YANQING: Étincelant puis rongé par le doute, Clément Noël est passé par tous les états cet hiver avant de décrocher l'or du slalom des JO de Pékin, mercredi, devant l'Autrichien Johannes Strolz et le Norvégien Sebastian Foss-Solevaag.
Cri rageur et poing serré, ce "bouillonnant qui cache son jeu", selon l'un de ses entraîneurs, a explosé de soulagement dès l'arrivée de sa seconde manche, alors qu'il restait encore cinq adversaires à passer.
Le Vosgien avait beau n'être "pas complètement sûr que c'était très bien", l'air avait déjà changé en bas de "l'Ice River", la piste de Yanqing baignée de soleil: on égale rarement un Noël dans une telle forme.
Un à un, ses rivaux s'y sont cassés les dents, mais il a fallu attendre la marque rouge devant le nom de Johannes Strolz, leader de la première manche, pour que la certitude d'un podium se change en or, la première médaille internationale du Français de 24 ans.
"Je ne me suis jamais projeté avec une médaille olympique, ou à gagner des Coupes du monde, ou quoi que ce soit", a raconté ce surdoué, qui porte depuis des années les espoirs du slalom tricolore.
« Se vider la tête »
"C'est incroyable, c'est une course parfaite aujourd'hui, peut-être la plus importante de toute ma carrière. C'est très rare qu'on puisse jouer une médaille olympique, c'est un 'one shot' une fois tous les quatre ans", a-t-il confié, remisant son flegme habituel pour une émotion palpable.
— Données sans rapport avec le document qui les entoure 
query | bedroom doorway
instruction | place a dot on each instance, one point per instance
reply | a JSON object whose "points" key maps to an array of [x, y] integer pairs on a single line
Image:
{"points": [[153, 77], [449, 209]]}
Quand il a débarqué discrètement en milieu de semaine dernière au Village olympique, seul dans un car, le N°2 mondial du slalom des trois dernières années pouvait nourrir des doutes: allait-il retrouver le ski impérial du début de saison, qui avait assommé l'étape de Val d'Isère, ou renouer avec les frustrations de janvier ?
"Je savais que j'étais en forme. Mes courses en janvier n'ont pas été bonnes, mais j'étais très rapide ici à l'entraînement", a-t-il expliqué, racontant avoir "coupé" une semaine avant de partir en Chine.
"Je pense qu'avant les Jeux il faut se vider la tête. Quand je suis remonté sur les skis, j'ai essayé d'être calme, relâché, de trouver des solutions", a-t-il expliqué.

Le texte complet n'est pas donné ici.